And so it has begun. Here is a quick and dirty break down of what I’ve down from leaving home until my arrival last night in Albania.
On Wednesday night, fly from Sacramento to LAX to Philly to arrive at the hotel at 7am, first Peace Corps staging sessions started an hour later. There was a lot of ass time over two days, but we did a lot of ice-breakers and got to understand what the core expectations and goals of the Corps are. We also got to meet Kerri, the director of the Peace Corps who came because we will be the first group who will implement Let Girls Learn - a US program that is not just involved with the Peace Corps.
| Love Park in Philly, PA |
| Liberty Bell and Peace Corp Albania Volunteers, Group 18 |
On Saturday morning we boarded a bus bound for JFK in New York City at 10:30am for a flight that would take off at 7pm for Vienna. We arrived there the next morning for a 12:45 departure to Tirana, Albania. We touched down and boarded some buses headed for Elbasan, and arrived at our hotel at 5pm; dinner was a 6pm.

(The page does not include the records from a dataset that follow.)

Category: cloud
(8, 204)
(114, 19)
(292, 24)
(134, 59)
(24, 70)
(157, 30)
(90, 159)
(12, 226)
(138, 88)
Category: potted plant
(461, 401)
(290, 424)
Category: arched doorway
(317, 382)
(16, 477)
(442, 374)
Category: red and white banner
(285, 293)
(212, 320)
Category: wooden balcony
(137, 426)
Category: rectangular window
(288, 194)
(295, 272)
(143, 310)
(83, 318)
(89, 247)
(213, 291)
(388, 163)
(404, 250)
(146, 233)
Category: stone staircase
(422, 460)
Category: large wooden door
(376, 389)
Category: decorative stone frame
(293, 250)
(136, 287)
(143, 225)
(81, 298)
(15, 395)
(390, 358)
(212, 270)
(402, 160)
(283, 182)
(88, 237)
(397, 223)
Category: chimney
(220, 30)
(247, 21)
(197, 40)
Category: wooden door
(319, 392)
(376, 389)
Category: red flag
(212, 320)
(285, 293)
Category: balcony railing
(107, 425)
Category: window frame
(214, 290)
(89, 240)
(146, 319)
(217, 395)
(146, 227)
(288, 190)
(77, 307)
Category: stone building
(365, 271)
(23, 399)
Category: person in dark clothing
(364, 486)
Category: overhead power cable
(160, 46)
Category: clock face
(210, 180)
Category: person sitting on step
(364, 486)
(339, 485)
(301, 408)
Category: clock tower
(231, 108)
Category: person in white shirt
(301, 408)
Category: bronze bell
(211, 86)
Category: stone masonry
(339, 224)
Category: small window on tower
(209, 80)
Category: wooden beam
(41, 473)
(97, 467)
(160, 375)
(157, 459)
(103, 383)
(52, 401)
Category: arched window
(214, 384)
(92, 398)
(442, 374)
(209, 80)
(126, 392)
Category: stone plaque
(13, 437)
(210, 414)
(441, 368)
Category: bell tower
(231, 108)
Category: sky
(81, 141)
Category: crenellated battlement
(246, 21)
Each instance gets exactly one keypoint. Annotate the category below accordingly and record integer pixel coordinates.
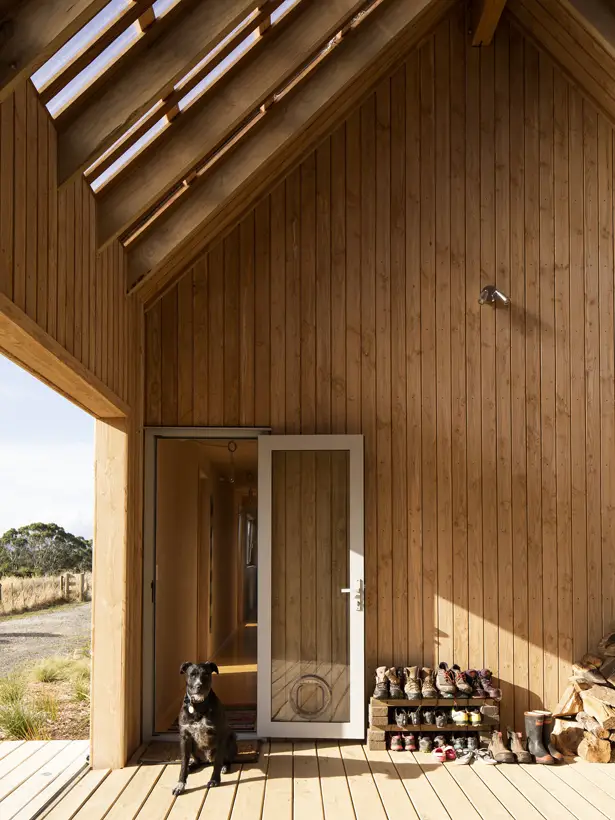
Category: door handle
(358, 594)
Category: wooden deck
(329, 781)
(33, 772)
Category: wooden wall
(347, 302)
(49, 265)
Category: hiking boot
(394, 677)
(429, 718)
(412, 688)
(474, 680)
(428, 684)
(445, 681)
(517, 747)
(425, 743)
(397, 744)
(381, 690)
(461, 682)
(401, 718)
(487, 684)
(534, 727)
(499, 750)
(441, 719)
(410, 743)
(547, 729)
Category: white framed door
(311, 587)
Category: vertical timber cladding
(346, 301)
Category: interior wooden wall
(48, 261)
(347, 302)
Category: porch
(341, 781)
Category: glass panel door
(310, 681)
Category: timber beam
(211, 121)
(144, 76)
(285, 132)
(31, 31)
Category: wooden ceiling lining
(149, 72)
(170, 106)
(162, 251)
(207, 126)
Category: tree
(43, 549)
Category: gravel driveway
(27, 639)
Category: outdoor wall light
(490, 295)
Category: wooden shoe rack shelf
(381, 712)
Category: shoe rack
(382, 718)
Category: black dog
(203, 730)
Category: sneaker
(410, 743)
(401, 718)
(460, 716)
(412, 689)
(474, 680)
(441, 719)
(499, 751)
(381, 690)
(487, 684)
(429, 718)
(445, 681)
(461, 682)
(425, 743)
(397, 744)
(394, 677)
(428, 683)
(439, 754)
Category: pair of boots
(538, 728)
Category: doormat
(166, 751)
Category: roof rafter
(291, 125)
(32, 31)
(149, 70)
(210, 122)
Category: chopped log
(570, 702)
(594, 750)
(592, 660)
(606, 646)
(604, 714)
(591, 725)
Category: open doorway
(205, 571)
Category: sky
(46, 456)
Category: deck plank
(246, 798)
(336, 798)
(423, 797)
(29, 767)
(389, 785)
(365, 796)
(39, 789)
(307, 797)
(161, 798)
(564, 792)
(539, 797)
(278, 802)
(69, 804)
(455, 801)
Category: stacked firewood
(585, 715)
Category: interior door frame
(148, 648)
(355, 727)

There are a lot of time shifts in that description, which now leads to a 8 hour difference between where I will be living for the next 27 months and the west coast of the United States. The temperature is mild here and the mountains are towering. I’ll include some pics if the Internet comes back on.
| Elbasani, Albania |
I can’t say that I’ve had the best experience so far. This is not to say I’m unhappy, but the way that you’re sometimes treated does not represent how, a group that includes a high level of experience and education, should be treated. There is an expression that “we” trust you and then they tell us to be somewhere at 8:25 so that we’re there in time as though we cannot be “trusted” to figure out that we needed to be somewhere before the actual point at which we were required.
My bags came into Tirana opened with things missing out of them. As far as I can tell, there are about $300 dollars worth of teaching books, new clothes, my graduation regalia, and a knife that I bought specifically because I’ve been told there are no good knifes here that has gone missing. That is my current understanding, but that bag has yet to have a full go-over since it has been put in storage.

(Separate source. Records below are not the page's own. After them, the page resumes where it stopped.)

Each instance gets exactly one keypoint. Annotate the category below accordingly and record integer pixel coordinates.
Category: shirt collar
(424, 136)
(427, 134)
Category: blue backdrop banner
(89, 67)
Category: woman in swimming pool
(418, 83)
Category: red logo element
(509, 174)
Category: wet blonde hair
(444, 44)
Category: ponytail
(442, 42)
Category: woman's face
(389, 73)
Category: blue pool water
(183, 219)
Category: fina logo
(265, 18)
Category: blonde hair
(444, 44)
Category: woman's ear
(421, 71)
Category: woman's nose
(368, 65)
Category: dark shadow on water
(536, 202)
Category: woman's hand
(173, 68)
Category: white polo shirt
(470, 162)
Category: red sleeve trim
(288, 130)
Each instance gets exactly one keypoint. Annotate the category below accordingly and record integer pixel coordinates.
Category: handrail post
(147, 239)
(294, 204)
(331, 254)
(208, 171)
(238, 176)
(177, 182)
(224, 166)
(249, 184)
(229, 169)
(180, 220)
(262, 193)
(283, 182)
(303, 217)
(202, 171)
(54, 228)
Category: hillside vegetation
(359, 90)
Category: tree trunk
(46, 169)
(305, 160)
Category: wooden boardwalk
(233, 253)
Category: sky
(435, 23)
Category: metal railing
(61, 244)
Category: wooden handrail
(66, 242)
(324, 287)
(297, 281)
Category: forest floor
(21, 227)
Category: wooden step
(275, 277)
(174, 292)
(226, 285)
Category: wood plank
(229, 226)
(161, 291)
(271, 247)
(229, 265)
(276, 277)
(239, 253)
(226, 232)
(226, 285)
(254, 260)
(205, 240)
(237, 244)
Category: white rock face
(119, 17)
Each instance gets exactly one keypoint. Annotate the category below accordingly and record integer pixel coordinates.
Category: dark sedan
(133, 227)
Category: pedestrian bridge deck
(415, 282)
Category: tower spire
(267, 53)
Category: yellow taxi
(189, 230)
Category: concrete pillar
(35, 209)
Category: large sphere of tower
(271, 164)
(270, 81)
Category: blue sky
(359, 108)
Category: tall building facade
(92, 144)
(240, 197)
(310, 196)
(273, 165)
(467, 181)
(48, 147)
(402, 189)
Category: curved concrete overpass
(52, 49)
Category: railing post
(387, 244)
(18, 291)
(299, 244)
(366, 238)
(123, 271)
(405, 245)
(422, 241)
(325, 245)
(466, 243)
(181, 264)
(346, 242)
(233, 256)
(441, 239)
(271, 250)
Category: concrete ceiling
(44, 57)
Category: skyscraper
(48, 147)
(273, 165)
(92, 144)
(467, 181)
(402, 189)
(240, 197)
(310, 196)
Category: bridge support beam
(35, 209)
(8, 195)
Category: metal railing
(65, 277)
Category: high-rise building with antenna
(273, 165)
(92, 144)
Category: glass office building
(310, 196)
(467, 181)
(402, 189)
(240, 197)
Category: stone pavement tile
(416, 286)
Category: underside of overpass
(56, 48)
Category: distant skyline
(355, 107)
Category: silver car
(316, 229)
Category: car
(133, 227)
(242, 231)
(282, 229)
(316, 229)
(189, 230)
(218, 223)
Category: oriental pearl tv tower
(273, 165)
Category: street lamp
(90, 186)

The people who made the report kept trying to explain where the bag had been gone through and who had done it - crazy speak. I don’t care what they think happened, I wanted them to do what they were supposed to do and file the reports so that if something was found, which I’m sure it won’t be, I could get it back. I wasn’t interested on how you think the Americans shook all my stuff out and that I was sure to find a note one day somewhere in my luggage to know that they had confiscated my new set of boxer-briefs.
There’s also a sour taste in my mouth where things, in general, seem very contradictory. The Peace Corps is constantly asserting this anti-one-story narrative and then they turn around and insist on the same thing within our blogs. They say that we are not to tell our whole story or our whole experience in the country, we are not to do this because this would… be more than the one positive story? Some how people will just latch on to our bad experiences and not our good? It doesn’t quite matter to me though because I have yet to get blog training, other than a brief exposure to this fact that we’re encouraged to spin a single narrative.
It is currently 6am and I’m down in the dining area typing. The country seems very similar to Costa Rica as far as development and is really quite stunning with the houses and mountains jetting into the sky in the background. I can’t wait to get back into the classroom.